= Mensa New Zealand =

Mensa New Zealand is a branch of Mensa International, a society for individuals who score at the 98th percentile or above on a standardised, supervised IQ or other approved intelligence test.

Mensa was founded in the United Kingdom in 1946. The New Zealand branch was established in 1966, holding its first meeting in Wellington. As of 2023, there were around 500 members of Mensa New Zealand. One of Mensa New Zealand's youngest members is Alisa Pham, New Zealand's youngest university graduate. New Zealand Mensans often keep their membership private, with one testing officer noting in 2012: "New Zealand is wonderful for gifted athletes or people who are gifted artistically but really we don't do much for people with intellectual gifts". [...] "Being very intelligent is like being very unintelligent. The whole world is made for the average and if you are not average it can be difficult."

In 2024, members were the focus of a New Zealand study into the role of Resource Teachers: Learning and Behaviour (RTLB) in gifted education.

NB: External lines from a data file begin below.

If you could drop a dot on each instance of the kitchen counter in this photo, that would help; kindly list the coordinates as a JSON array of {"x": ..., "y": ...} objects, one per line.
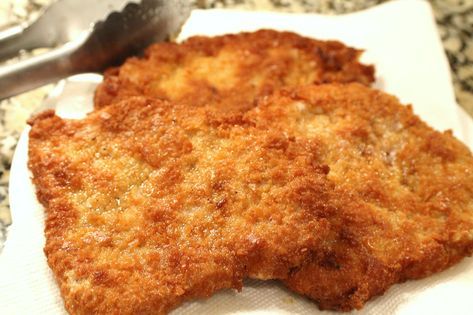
[{"x": 454, "y": 20}]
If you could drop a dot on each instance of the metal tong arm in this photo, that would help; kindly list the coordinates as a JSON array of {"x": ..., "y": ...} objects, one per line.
[{"x": 38, "y": 70}]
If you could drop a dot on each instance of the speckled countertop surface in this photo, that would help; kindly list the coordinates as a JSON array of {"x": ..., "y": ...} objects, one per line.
[{"x": 454, "y": 20}]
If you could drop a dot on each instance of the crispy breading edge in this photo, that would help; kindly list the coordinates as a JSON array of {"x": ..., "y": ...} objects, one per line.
[
  {"x": 334, "y": 62},
  {"x": 342, "y": 281}
]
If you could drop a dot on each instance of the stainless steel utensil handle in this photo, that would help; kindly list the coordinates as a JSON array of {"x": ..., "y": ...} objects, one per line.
[
  {"x": 12, "y": 41},
  {"x": 37, "y": 71}
]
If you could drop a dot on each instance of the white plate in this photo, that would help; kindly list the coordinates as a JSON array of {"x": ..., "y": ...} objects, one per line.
[{"x": 401, "y": 40}]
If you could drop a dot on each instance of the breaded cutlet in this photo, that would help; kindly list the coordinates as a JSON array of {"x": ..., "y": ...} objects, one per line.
[
  {"x": 337, "y": 190},
  {"x": 231, "y": 72},
  {"x": 408, "y": 191},
  {"x": 149, "y": 204}
]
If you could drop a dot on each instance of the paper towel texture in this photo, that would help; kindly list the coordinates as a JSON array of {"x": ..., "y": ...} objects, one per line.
[{"x": 401, "y": 40}]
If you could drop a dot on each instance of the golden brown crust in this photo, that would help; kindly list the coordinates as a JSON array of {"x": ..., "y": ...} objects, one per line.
[
  {"x": 409, "y": 211},
  {"x": 231, "y": 71},
  {"x": 150, "y": 203},
  {"x": 338, "y": 190}
]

Mensa New Zealand publishes a monthly newsletter, Menzed, for members. It contains letters and articles on many subjects, puzzles, and news about events in New Zealand and overseas. Area coordinators in each region organise meetups for their local members, and national gatherings are held several times a year so that members from all around New Zealand have a chance to connect and enjoy various activities.